Eric Foner made much of Lincoln’s growing religiosity as his presidency progressed, but one wonders if the religious rhetoric of the Second Inaugural Address was not at least partly inspired by Julia Ward Howe’s Battle Hymn of the Republic (1861), with an almost identical appeal to Providence, hence an evasion of personal responsibility for the welfare of the freedmen, for Lincoln’s recurrent depression and sense of horror over the casualties of the Civil War must at least partly account for his distressing lack of personal security that allowed Booth’s conspiracy to triumph. It is not an unreasonable inference to suggest that Lincoln was suicidal, and not only at the end, when the country remained enraged, as it had been for many years over such matters as the expansion of slavery and states rights. Add to that the slaughter that we have just learned was underestimated in its numbers of killed and wounded–estimates now exceed 750,000, and perhaps that too is low! See http://www2.bupipedream.com/news/professor-rethinks-civil-war-death-toll-1.2613738.
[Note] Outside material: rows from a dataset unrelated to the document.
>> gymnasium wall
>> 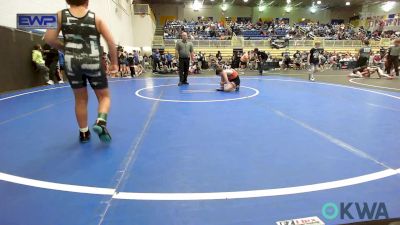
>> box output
[133,15,156,49]
[151,4,361,24]
[0,0,135,50]
[0,26,45,93]
[253,7,332,24]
I find it impossible to laud Lincoln’s record as a moderate who succeeded in conciliating sectional conflict, as O’Reilly imagines; no human being could have done. We are still fighting over the causes and conduct of the Civil War; the proposals of the so-called Radical Republicans might have done much to allay the bitterness that remains over this irrepressible, unresolved, traumatic and traumatizing conflict. (See https://clarespark.com/2011/02/20/are-we-still-fighting-the-civil-war/.) For a treatment of Herman Melville’s treatment of Robert E. Lee and the Civil War in general, see https://clarespark.com/2008/05/03/margoth-vs-robert-e-lee/. And oh, yes, I still maintain that the antislavery Senator from Massachusetts, Charles Sumner, was at least one contributor to Melville’s world-famous Captain Ahab. See https://clarespark.com/2009/10/05/charles-sumner-moderate-conservative-on-lifelong-learning/, for similarities between Sumner’s views and Ahab’s words.


[i]        David Hume had confidently asserted that unpredictability enters politics when factions are infiltrated by radical religion; by triumphalist hypermoralistic, hyper-rationalist puritan extremists: the link between cause and effect would no longer be obvious. See History of England, Vol. 6, year 1617. The Hume entry in the Encyclopedia Brittanica, 1971, presents Hume as a philosopher whose major contribution was his demonstration that there could be no theory of reality, no verification for our assertions of causality. Faced with the necessity of action we rely upon our habit of association and (subjective) beliefs. And yet Hume is described as a thinker who saw philosophy as “the inductive science of human nature.” He is not  described as a moderate or a Tory.